Published to celebrate Penguin’s 70th birthday, this collection has moved houses with us three times. Up until now, I’m ashamed to say it has remained largely unread. But now I’m going to be reviewing one a week, and I’m really looking forward to dipping into such a varied diet.
First up is a set of extracts from C.H. Rolph’s account of Penguin’s obscenity trial for its attempt to publish D.H. Lawrence’s Lady Chatterley’s Lover in 1960. I can see why Penguin have chosen this one as Book 1 in this boxset – Gerald Gardiner’s Opening Address for the Defence reminds us of Penguin’s origins, of Allen Lane’s desire to make good writing accessible to all. It’s a salutary reminder of the importance of books, and also of free speech.
The Opening address for the Prosecution from Mervyn Griffith-Jones, must have been, I would have thought, remarkably effective in ensuring many people dashed out to get their hands on this book as soon as it became available. Describing the novel’s thirteen sexual encounters, in which ‘the curtain is never drawn’, he goes on to tell us that ‘one follows them not only into the bedroom but into bed and one remains with them there.’ This would surely be regarded as an excellent marketing ploy today.
The list of witnesses is fascinating. Rebecca West damns with faint praise, but Richard Hoggart, Senior Lecturer at Leicester University, is more helpful to Penguin’s cause, describing Lady Chatterley’s Lover as ‘a book of quite exceptional literary merit.’ Mr Hoggart, ‘self-composed, determined, and unshakeable,’ emerges as something of a hero, particularly in his defence of Lawrence’s use of ‘four-letter words’.
Of course, we know the outcome. I suspect that, had the judgement gone the other way, it would have been challenged and overcome with time. But it struck a note of sense in 1960 and, fortunately for the reading public, we were deemed ready to be able to cope with such stuff. Personally, I’m not a massive Lawrence fan – I find him too heavily emotional (West’s assertion that Lawrence had ‘absolutely no sense of humour’ rings true) and besides, Stella Gibbons’ brilliant Cold Comfort Farm now means I can’t take many of his characters seriously.

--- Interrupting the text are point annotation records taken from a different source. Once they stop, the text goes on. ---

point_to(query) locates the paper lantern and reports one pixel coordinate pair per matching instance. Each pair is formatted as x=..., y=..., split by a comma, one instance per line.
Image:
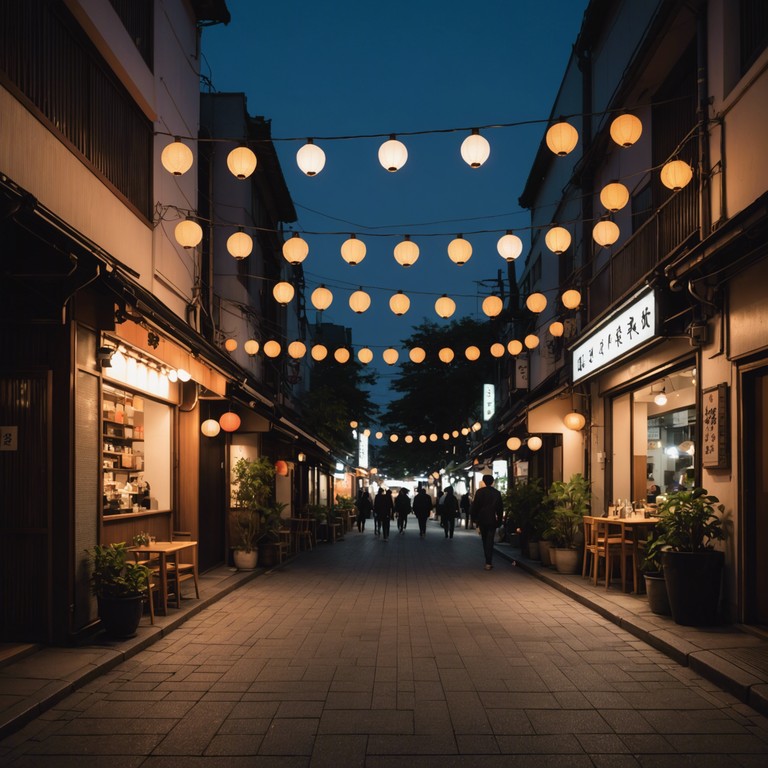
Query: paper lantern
x=295, y=249
x=475, y=149
x=393, y=154
x=310, y=158
x=626, y=130
x=353, y=250
x=229, y=421
x=210, y=427
x=241, y=162
x=459, y=250
x=562, y=138
x=509, y=246
x=177, y=157
x=406, y=252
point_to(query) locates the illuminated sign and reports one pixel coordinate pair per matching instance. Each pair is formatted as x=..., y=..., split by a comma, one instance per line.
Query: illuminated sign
x=629, y=328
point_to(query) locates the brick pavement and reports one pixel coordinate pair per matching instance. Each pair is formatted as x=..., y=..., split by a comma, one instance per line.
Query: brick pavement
x=372, y=654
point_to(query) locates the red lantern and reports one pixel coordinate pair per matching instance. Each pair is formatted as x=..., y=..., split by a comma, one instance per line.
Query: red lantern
x=229, y=421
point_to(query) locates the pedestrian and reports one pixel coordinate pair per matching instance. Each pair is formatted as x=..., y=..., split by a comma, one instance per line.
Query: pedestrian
x=449, y=511
x=422, y=506
x=364, y=507
x=487, y=512
x=403, y=509
x=382, y=509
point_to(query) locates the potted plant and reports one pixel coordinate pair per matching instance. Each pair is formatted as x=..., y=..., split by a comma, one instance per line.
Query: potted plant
x=570, y=502
x=690, y=522
x=120, y=586
x=252, y=486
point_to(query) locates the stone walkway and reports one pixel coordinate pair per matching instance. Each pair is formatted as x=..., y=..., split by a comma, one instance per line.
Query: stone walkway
x=375, y=654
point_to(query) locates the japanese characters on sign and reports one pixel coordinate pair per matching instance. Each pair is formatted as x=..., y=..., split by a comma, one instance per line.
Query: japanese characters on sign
x=625, y=330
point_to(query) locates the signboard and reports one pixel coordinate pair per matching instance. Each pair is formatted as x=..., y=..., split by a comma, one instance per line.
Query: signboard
x=628, y=328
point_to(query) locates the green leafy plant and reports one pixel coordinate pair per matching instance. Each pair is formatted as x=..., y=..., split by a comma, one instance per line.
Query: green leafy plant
x=114, y=574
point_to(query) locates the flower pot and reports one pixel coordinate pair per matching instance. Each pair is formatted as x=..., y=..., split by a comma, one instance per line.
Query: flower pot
x=246, y=561
x=656, y=589
x=120, y=616
x=567, y=560
x=693, y=585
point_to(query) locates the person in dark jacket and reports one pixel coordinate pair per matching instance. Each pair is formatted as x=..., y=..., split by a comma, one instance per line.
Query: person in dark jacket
x=487, y=512
x=422, y=506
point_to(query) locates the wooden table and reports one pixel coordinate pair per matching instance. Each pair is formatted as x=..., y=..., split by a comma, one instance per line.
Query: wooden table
x=168, y=551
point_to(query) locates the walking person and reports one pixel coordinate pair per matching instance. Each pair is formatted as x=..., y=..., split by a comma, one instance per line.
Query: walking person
x=487, y=512
x=449, y=511
x=403, y=509
x=422, y=506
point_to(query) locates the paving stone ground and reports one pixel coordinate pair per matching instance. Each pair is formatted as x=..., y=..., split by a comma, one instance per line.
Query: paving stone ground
x=406, y=652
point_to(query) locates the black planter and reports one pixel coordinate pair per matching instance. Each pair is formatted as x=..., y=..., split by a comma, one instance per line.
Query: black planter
x=120, y=616
x=693, y=585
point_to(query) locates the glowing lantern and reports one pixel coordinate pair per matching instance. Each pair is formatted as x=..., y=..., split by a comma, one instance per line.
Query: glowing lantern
x=241, y=162
x=676, y=174
x=558, y=239
x=295, y=249
x=605, y=233
x=509, y=246
x=210, y=427
x=229, y=421
x=399, y=303
x=614, y=196
x=310, y=158
x=492, y=306
x=353, y=250
x=445, y=306
x=321, y=298
x=188, y=233
x=626, y=130
x=562, y=138
x=406, y=252
x=459, y=250
x=359, y=301
x=475, y=149
x=536, y=302
x=177, y=157
x=392, y=154
x=283, y=292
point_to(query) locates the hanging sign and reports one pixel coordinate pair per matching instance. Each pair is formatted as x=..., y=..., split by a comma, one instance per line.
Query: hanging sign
x=630, y=327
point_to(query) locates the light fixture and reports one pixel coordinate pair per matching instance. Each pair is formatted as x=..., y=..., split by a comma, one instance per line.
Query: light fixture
x=459, y=250
x=188, y=233
x=445, y=306
x=392, y=154
x=475, y=149
x=571, y=298
x=310, y=158
x=359, y=301
x=241, y=162
x=626, y=130
x=406, y=252
x=283, y=292
x=295, y=249
x=353, y=250
x=676, y=174
x=210, y=427
x=509, y=246
x=562, y=138
x=321, y=298
x=574, y=421
x=557, y=239
x=177, y=157
x=536, y=302
x=605, y=233
x=492, y=306
x=399, y=303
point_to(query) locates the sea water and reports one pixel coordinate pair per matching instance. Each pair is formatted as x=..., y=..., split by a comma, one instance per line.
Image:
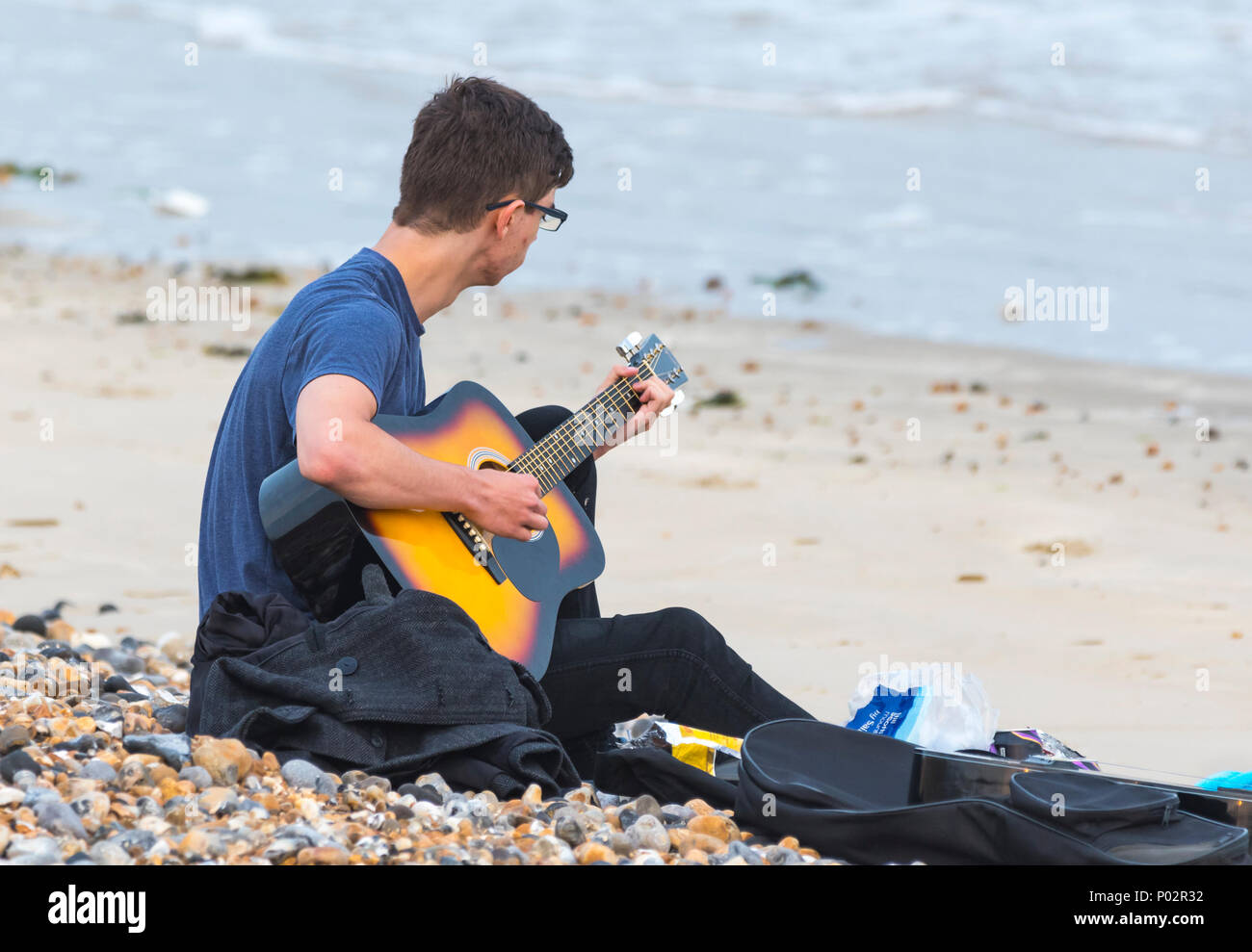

However, as West also says, ‘Lawrence was a very practical and realistic man and he did see that in every country in the world there were vast urban populations who had lost touch with the real world … he was governed by the fear that something would happen, and he did want to get us back to something that would save us.’ Perhaps it’s as relevant now as it was then – I should probably give him another go.